### Introduction

The Canvasmark suite of performance tests designed to test the “HTML5 canvas rendering performance for commonly used operations in HTML5 games: bitmaps, canvas drawing, alpha blending, polygon fills, shadows and text functions.” This test consists of 5 tests,

• 3D Rendering - Maths- polygons- image transforms
• Arena5 - Vectors- shadows- bitmaps- text
• Asteroids - Bitmaps
• Asteroids - Bitmaps- shapes- text
• Asteroids - Shapes- shadows- blending
• Asteroids - Vectors
• Pixel blur - Math- getImageData- putImageData
• Plasma - Maths- canvas shapes

The tests are recorded as weighted times, the weights a measure of the complexity of the test. The final score is the sum of these weighted times.

See this page(behind LDAP because of Shiny, sorry) with plots of the subtests across e10s options and platforms (ignoring non-pgo). The data represents last 90 days (when we have it). All the replicate data is plotted and the black line is a loess regression . The band around is a prediction band.

1. The subtests do measure different things as can be observed from this scatter plot. This is reassuring - we don’t want duplicate tests.

2. However the scales are widely different ranging from 300-400 for “Asteroids - Bitmaps” (OSX10,non e10s) to 1500 - 1700 for the “Pixel Blur …” test (because of the weighting). However, not only are the means vastly different, the variation is very different for each. Across operating systems both the means and standard errors vary a lot. This figure is a Box Plot of the test values for different platforms. We see osx-10-10 has a lot of spread whereas the others are much less.

3. From the Canvasmark website, the score is arrived at by adding these figures. If Y is the sum of different values then the variance of Y is the sum of the variances of the summands. We are unnecessarily creating a score with high variance.

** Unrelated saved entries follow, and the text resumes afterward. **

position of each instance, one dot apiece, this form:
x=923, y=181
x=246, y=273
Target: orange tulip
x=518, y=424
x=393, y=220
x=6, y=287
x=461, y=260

4. Because of (2), % changes in one summand is not equivalent to the same % change in Y e.g. a 10% change in the smallest e.g. “Asteroids - Bitmaps” will translate to a much small change in the sum (typically < 1%).

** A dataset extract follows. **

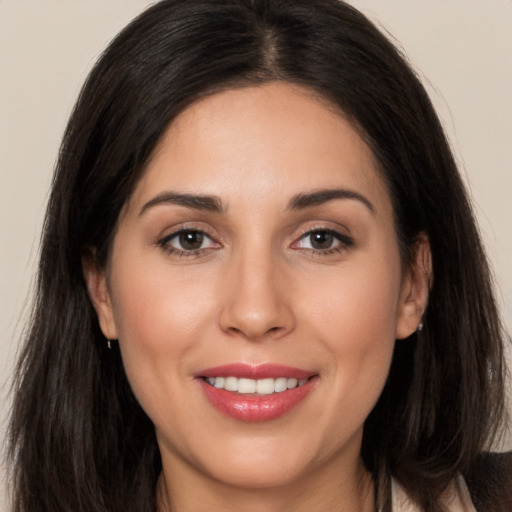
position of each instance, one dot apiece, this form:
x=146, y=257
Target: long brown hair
x=79, y=439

5. On average, the subtests contribute the following to the score. A breakup by platform can be seen here

test contributionpct
Asteroids - Bitmaps 6.845
Asteroids - Shapes- shadows- blending 9.190
3D Rendering - Maths- polygons- image transforms 10.549
Asteroids - Bitmaps- shapes- text 11.541
Asteroids - Vectors 13.391
Arena5 - Vectors- shadows- bitmaps- text 13.419
Plasma - Maths- canvas shapes 14.544
Pixel blur - Math- getImageData- putImageData 20.522
6. This link is a time series of the canvasmark score across pushes. The smooth band is from the standard errors of the loess curve. The smallest change we can detect is

### Summary

1. The filtering scheme for canvasmark is to drop first and take the median of the remaining. However on inspection, there is nothing remarkable about the first (for this test). To get more data, we can easily use all the replicates (5) to create 5 canvasmark scores per job rather than one.

2. Because of the very different means, canvasmark really won’t measure changes in “Asteroids - Bitmaps”. For example, in the last 7 days of builds preceding 2015-11-30, the mean and standard deviation of canvasmark is below. Given this , the smallest change you can detect using a t-test and 12 observations each in the before and after groups at the 1% level is ~ $qt(1-0.05/2,df=24-2) * sd * \sqrt{\frac{2}{12}}$ or between 187 and 272. ~

platform Mean StdDev
linux64 6736.25 161.54
windows7-32 8410.36 236.08
windowsxp 8411.45 187.93
windows8-64 8700.39 214.29
3. There is a distinct day of week effect for OS X which manifests itself in in creased variance. See this figure. This indicates a QA problem that depends on day of week, which it ought not to or should be taken care of.